Hi,
we are exporting +1mio emails from a number of PST files (shared folders that are being migrated).
After doing the first migration, customer found out that some messages was missing due to special permissions was set on these folders.
Hence we now have to extract again.
The issue is, that we only want to migrate the new mails, not the ones we already processed.
What we did so far using Aspose is extracting PersonalStorage and then iterate folder content from the root folder recursively.

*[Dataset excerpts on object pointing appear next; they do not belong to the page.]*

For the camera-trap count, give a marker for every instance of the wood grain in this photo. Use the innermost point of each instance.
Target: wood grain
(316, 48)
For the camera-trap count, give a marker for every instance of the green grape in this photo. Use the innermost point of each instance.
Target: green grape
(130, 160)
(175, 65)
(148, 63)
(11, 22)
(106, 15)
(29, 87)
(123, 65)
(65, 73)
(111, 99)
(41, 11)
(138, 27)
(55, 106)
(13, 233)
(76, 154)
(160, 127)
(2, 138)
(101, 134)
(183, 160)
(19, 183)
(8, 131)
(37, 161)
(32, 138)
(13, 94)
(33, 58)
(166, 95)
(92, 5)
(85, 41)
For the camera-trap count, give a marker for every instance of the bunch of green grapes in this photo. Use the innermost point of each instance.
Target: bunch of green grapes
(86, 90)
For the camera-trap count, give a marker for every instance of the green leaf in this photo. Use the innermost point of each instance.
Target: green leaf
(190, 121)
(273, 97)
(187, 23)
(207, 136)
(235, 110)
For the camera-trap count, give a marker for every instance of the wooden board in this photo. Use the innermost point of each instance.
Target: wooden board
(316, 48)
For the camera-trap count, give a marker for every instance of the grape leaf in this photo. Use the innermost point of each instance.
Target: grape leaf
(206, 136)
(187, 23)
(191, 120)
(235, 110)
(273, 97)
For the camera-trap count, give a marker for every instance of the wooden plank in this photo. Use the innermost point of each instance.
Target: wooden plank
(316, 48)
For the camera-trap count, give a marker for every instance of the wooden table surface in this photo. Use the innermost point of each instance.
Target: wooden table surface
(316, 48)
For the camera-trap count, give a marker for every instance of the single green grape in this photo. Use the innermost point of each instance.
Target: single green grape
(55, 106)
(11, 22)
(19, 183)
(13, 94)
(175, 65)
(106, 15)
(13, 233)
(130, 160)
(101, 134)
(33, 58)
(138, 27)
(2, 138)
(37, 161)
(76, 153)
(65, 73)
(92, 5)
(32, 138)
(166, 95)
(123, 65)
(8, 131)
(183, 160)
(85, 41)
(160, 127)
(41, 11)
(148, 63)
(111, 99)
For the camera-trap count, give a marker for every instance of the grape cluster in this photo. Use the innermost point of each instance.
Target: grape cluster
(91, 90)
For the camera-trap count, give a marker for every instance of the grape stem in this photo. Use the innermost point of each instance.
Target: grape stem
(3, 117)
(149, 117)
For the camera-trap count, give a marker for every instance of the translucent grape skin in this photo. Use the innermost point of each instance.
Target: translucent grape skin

Digging into the hierarchy we extract folderinfo, message info and MapiMessage, but was we thought this was only supposed to run once, and since we found out that MessageId+ConversationIndex is not unique, we are not sure how to determine what new subfolders and mails were found since the last extract of the same PST files.
Are there some absolutely unique key that can be used for this?
Thanx
Anders
@AndersRask
Can you please clarify what unique identifiers you have used so far to track processed emails, and if you have any specific requirements for identifying new emails?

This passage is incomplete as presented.